For Rittster: The Nick Quarrys are Spillane pastiche by Marvin H. Albert, highly regarded by some. Frank Castle is, I think, Steve Thurman. Ellington wrote a hardboiled series in the 50s. Sorry, I've never read any of these guys. I need to get out more. But I CAN wholeheartedly recommend Ovid Demaris, whose Gold Medals are personal favorites and I never understood why he's never mentioned with the other guys from that stable. His specialty was tight little nasty, gritty mobster novels. CANDYLEG is a good place to start.

--Stephen Mertz

Juri said...

Rittster:

Ovid Demaris, Octavus Roy Cohen, Richard Ellington, H. Vernor Dixon, Jada Davis, Theodore Pratt, Richard Himmel, Frank Castle, A.S. Fleischman, Gordon Davis, Paul Connolly, Nick Quarry.

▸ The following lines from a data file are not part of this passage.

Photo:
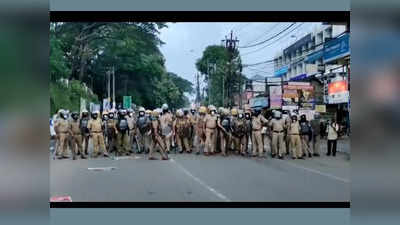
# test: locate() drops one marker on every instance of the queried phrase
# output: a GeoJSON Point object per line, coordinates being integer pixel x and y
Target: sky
{"type": "Point", "coordinates": [185, 43]}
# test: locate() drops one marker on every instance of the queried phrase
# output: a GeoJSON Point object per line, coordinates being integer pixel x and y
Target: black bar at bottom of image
{"type": "Point", "coordinates": [199, 204]}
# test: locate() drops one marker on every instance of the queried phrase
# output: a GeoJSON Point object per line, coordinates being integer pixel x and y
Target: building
{"type": "Point", "coordinates": [305, 56]}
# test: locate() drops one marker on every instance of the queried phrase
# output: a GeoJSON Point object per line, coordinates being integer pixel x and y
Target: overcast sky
{"type": "Point", "coordinates": [185, 43]}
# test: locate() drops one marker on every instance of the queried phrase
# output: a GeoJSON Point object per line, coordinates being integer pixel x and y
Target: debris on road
{"type": "Point", "coordinates": [102, 168]}
{"type": "Point", "coordinates": [61, 199]}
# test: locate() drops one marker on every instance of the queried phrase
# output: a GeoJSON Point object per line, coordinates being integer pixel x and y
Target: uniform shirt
{"type": "Point", "coordinates": [332, 131]}
{"type": "Point", "coordinates": [95, 125]}
{"type": "Point", "coordinates": [294, 128]}
{"type": "Point", "coordinates": [316, 126]}
{"type": "Point", "coordinates": [210, 121]}
{"type": "Point", "coordinates": [277, 124]}
{"type": "Point", "coordinates": [257, 122]}
{"type": "Point", "coordinates": [166, 123]}
{"type": "Point", "coordinates": [61, 126]}
{"type": "Point", "coordinates": [74, 127]}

Demaris, Fleischmann, Gordon Davis and Nick Quarry came already recommended. I've read one or two books by Himmel and thought they were at least okay. Pratt was more a writer of erotica and melodrama than crime, but I haven't really read him. Dixon I know by name, like Richard Ellington.

Frank Castle is a personal favourite. One of his westerns, GUNS TO SONORA (Berkley 1962) is a very good equivalent of any GM or Lion hardboiled crime novel, full of tough violence and twists and turns and criss-crosses. I haven't read his crime novels, but a reader whose taste I trust says he likes a book called DEAD - AND KICKING.

I think Bill Crider has written about Jada Davis in his blog.

But I should say that Octavus Roy Cohen might a bit dated.